The cloud within the silver jobs lining is the problems the new warehouses will create. The addition of truck traffic on the Interstate 5 and 580 corridors will increase the traffic jams through the Altamont Pass. Interstate 580 is presently being widened to five lanes in each direction. Within a few years, the road will be as clogged as it currently is. Fifteen years ago, a traffic study found that by year 2050, Interstate 580 will need 17 traffic lanes to accommodate the urban sprawl on both sides of the Altamont Pass. The wholesale moving of warehouses from the Bay Area to the Central Valley will validate the traffic study.

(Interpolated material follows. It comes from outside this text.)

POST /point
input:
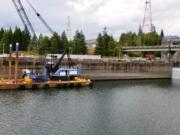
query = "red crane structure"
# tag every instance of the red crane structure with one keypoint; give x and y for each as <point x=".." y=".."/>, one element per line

Don’t forget the air pollution and added noise of the truck traffic.

The promise of more jobs has always come with another promise that the Central Valley’s unemployment rate would decline. No matter how big the population grows, no matter how much urban development, the unemployment rate does not shrink. Could this be because in order to create new jobs, our valley’s leaders allow old jobs in agriculture to be destroyed?

If comprehensive land use planning happened, urban limit lines were established countywide, and urban redevelopment became the focal points for future economic development, Stanislaus County would have a bright future. As matters presently stand, the County’s future moniker will be “Warehouse for the Bay Area.”

Filed Under: Environment, Featured Tagged With: Stamp Out Sprawl, Stamp Out Sprawl Initiative

Reader Interactions

Comments

  1. West_Sider says

    May 19, 2014 at 4:38 pm

    Great article Bruce. When Keystone in Patterson was proposed, the developers and government leaders claimed the business park would lure Silicon Valley support companies to Patterson. They claimed they could get commuters out of their vehicles with good paying jobs in Patterson. Stanislaus Economic Development director at the time critisized Tracy’s business park along highway 580 as being too heavy into warehouses and that these warehouses created too few low paying jobs. Anyone could see a snow job coming. When the developers failed to bring these companies, they blamed the local population. Now Pattterson is being filled with these warehouses and the developer is gping around bragging of their successs. In fact, now they claim Patterson needs to build more houses for the warehouse workers as if any of them cpuld afford them based on their wages. The houses are driven by bay area wages. Now the new business park’s first yenant is going to be a huge warehouse. No doubt that is what is going to drive the park. It willl generate the quickest buck for the developers. They are going around claiming they acored a major coup.